Emigrar es una aventura. Desde un simple acto de conveniencia hasta una fuga del infierno, entre esos dos extremos pueden situarse las decisiones de salir del terruño. Sea para llegar a una tierra extraña a trabajar, ganarse unos cobres y regresar próspero a la tierra de partida, o para salir de una situación insoportable. En el último caso, la gente no emigra, sino que escapa, como sucede en casos de guerra, genocidio, persecución o hambruna.

Los números gruesos hablan de más de 3 millones de venezolanos que han salido del país desde que el chavismo se instaló en el poder. El 10% de los habitantes, ni más ni menos. Casi la población de Caracas. Es decir, imaginemos que toda la gente que vive en la capital se fue y la dejó vacía. Como si el apocalipsis hubiera llegado a Santiago de León y hubiera acabado con la vida que una vez llenó la ciudad. Mientras, el señor Maduro, mostrando una sensibilidad digna de Mefistófeles, dice que los venezolanos estarían mejor en su país que lavando pocetas en el extranjero.

Los venezolanos emigrados forman un grupo diverso. Muchos salieron antes de la debacle, con un título profesional y hasta una oferta de trabajo en la mano, y hoy viven una vida relativamente cómoda, normal, en Canadá, México, España, Kuwait o Malasia. Otros salieron más tarde, ya con la crisis en marcha, y tuvieron que enfrentar los problemas de una salida apresurada: escasez de trabajo, residencia legal y el aderezo de la inevitable nostalgia. La emigración más reciente es ya una calamidad. La gente busca salir del infierno como sea, a donde sea y sin mirar atrás. Son las colas interminables de refugiados que se ven en las fronteras o los peñeros que salen a riesgo con la esperanza de llegar a Aruba o Curazao.

Un venezolano es presidente de una de las 5 mejores universidades del mundo. Otros tienen un sitio asegurado en el salón de la fama de las grandes ligas. Los hay que llevaron su talento y preparación a cientos de empresas petroleras alrededor del mundo. Pero también vemos doctores repartiendo pizzas, ingenieros sirviendo mesas y, sí, compatriotas lavando pocetas; así como mendigos y vendedores de calle, buscando la solidaridad que el régimen chavista hace tiempo dejó de brindarles.

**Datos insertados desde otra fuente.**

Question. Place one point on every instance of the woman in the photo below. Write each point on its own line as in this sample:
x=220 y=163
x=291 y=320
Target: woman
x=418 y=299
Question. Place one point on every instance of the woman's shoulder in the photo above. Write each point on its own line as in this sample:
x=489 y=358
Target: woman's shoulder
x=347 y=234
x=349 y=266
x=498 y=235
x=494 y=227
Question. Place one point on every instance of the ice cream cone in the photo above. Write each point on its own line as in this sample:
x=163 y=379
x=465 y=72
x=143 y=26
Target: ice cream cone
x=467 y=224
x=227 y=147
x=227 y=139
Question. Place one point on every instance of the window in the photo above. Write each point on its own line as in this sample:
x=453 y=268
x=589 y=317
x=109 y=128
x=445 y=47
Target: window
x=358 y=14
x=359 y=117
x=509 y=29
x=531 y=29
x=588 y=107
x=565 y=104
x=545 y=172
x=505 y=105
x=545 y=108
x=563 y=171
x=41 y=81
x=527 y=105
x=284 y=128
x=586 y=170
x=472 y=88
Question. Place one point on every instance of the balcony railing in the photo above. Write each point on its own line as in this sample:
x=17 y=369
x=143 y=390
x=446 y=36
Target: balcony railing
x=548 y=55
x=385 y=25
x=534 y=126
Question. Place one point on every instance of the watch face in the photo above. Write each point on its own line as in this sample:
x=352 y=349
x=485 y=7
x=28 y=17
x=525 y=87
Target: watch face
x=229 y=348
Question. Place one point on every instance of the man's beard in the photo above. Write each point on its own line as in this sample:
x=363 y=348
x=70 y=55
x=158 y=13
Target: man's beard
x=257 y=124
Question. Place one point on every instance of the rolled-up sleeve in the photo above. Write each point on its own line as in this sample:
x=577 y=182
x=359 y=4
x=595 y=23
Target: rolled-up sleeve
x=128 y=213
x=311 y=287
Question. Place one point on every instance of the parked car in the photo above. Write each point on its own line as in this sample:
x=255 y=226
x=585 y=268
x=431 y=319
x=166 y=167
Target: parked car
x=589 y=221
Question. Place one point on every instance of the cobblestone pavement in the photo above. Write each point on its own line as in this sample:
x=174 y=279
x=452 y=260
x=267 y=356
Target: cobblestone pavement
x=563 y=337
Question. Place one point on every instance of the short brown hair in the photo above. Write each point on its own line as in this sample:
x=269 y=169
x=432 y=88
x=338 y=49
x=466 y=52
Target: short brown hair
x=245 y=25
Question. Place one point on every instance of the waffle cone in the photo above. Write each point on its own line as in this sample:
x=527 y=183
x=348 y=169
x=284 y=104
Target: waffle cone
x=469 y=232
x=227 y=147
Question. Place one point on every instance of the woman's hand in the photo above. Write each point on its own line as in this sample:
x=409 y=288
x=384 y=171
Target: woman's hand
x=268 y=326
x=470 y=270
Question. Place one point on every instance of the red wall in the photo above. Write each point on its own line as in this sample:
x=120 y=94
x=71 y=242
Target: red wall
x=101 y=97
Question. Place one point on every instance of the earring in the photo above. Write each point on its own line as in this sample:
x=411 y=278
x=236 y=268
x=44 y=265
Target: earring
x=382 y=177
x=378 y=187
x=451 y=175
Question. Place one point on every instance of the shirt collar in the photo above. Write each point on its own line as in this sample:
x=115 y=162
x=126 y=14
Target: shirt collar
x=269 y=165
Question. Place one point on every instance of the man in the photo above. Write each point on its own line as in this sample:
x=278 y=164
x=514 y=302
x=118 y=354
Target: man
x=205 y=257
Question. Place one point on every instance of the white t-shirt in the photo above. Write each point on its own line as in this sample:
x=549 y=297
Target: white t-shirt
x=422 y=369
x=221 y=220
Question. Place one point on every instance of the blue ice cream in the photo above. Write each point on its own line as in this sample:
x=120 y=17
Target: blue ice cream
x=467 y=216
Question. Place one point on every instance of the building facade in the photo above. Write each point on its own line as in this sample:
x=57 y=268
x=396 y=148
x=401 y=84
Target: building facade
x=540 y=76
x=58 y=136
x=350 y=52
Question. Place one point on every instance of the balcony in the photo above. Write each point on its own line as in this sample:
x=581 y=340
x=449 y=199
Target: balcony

El factor común de los emigrantes que huyen de esta ribera del Arauca es el hartazgo con un país que dejó de ser vivible, excepto para unos pocos miles de privilegiados –la mayoría, se imagina uno, enchufados- que tienen el dinero, las escoltas y el estómago para soportar lo que ocurre en Venezuela. El resto de los habitantes sobrevive, se encierra en su casa para que no lo quiebren los hampones o se muere de mengua. Definitivamente, lavando pocetas, con dignidad, se está mucho mejor.